The initial decision on the Fair Campaign Practices Act complaint filed by Steamboat residents Dave Barnes and Kelly Phillips is expected in the next day or so, Foote said. This is the third complaint filed against the housing authority of this nature in recent weeks.
The city dismissed the first complaint and is in the process of reviewing the second. That second complaint, filed by resident Ken Mauldin, makes similar allegations as the latest one.
“We will likely dismiss some of the allegations in the new complaint, but the ones that track with that initial complaint, that overlap with the initial complaint, we will be pursuing those,” Foote said.

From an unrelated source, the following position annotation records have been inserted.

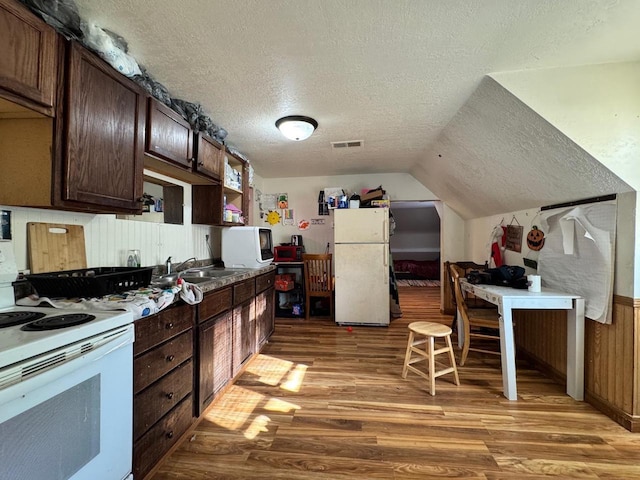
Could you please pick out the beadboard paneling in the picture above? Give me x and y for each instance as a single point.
(611, 351)
(108, 238)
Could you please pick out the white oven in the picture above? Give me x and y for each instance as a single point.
(66, 391)
(67, 414)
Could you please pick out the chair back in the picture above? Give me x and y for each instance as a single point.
(318, 274)
(461, 305)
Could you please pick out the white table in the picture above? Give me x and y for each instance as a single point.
(507, 299)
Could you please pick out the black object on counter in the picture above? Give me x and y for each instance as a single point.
(90, 282)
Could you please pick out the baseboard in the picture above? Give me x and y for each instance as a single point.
(628, 421)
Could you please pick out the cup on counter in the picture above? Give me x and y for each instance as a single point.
(534, 283)
(133, 258)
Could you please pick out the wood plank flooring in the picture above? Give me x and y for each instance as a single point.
(324, 403)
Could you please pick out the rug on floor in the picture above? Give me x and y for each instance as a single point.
(418, 283)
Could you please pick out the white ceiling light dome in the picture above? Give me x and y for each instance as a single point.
(296, 127)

The complaint filed by Mauldin that the city is still reviewing regards various iterations of a document billed as a “Brown Ranch Fact Sheet.” That complaint argues that YVHA “has expended public moneys to develop and publish one-sided advocacy statements” that relate to the March 26 annexation vote. The complaint filed last week makes similar allegations and references the same fact sheets.
YVHA has rebuked each of the complaints that have been filed with the city, asserting that their communications don’t tell anyone to vote a particular way on annexation.
“We will continue to respond to the complaints, and we believe that there have been no violations by YVHA of the Fair Campaign [Practices] Act or the city’s election code,” said YVHA Executive Director Jason Peasley last week, in response to the latest complaint.
City Clerk Julie Franklin will issue the initial decision on the complaint. If after further review the city does find a violation, the recourse would include asking YVHA to take materials down or repay funds that may have been expended improperly, Foote said.
“It’s basically an order to stop doing what you are doing or some kind of financial penalty or reimbursement,” Foote said. “This is not something that people go to jail over. This is not something that would affect the outcome of an election.”
Council member Joella West said in her view, some YVHA actions that have been subject to the campaigning complaints started long before any ballot measure was approved.
“If it turns out that there is a judgement made somewhere that some of these behaviors don’t comply with the (Fair Campaign Practices Act), somebody is telling the housing authority to stop doing their normal business,” West said. “That troubles me.”
Foote said he shared West’s concern. He said YVHA has previously asked for guidance about how to continue to communicate about Brown Ranch planning without crossing the line into campaigning.
“This is a difficult issue because the housing authority’s ongoing planning of Brown Ranch inevitably could have the effect of influencing the campaign because the housing authority when it discusses it’s project is going to be doing it in terms that place the project in a positive light,” Foote said. “There is a line and on one side of that line is project planning and on the other side of that line is campaigning.”
Foote said he didn’t think the city could interpret regulations to mean that there are no limits on what YVHA can say about Brown Ranch, but that he didn’t think requiring them to stop public outreach made sense either.
“We can’t say that they just have to stop all public outreach related to their project either because I don’t think that’s what the code says and I don’t think that’s a realistic approach and I don’t think that is in the public interest,” Foote said. “There is definitely a bit of a judgement call to decide what’s on the right side of the line and what’s not.”
Top Photo Caption: The Yampa Valley Housing Authority broke ground on its Mid-Valley Development in October 2023. (Dylan Anderson/The Yampa Valley Bugle.)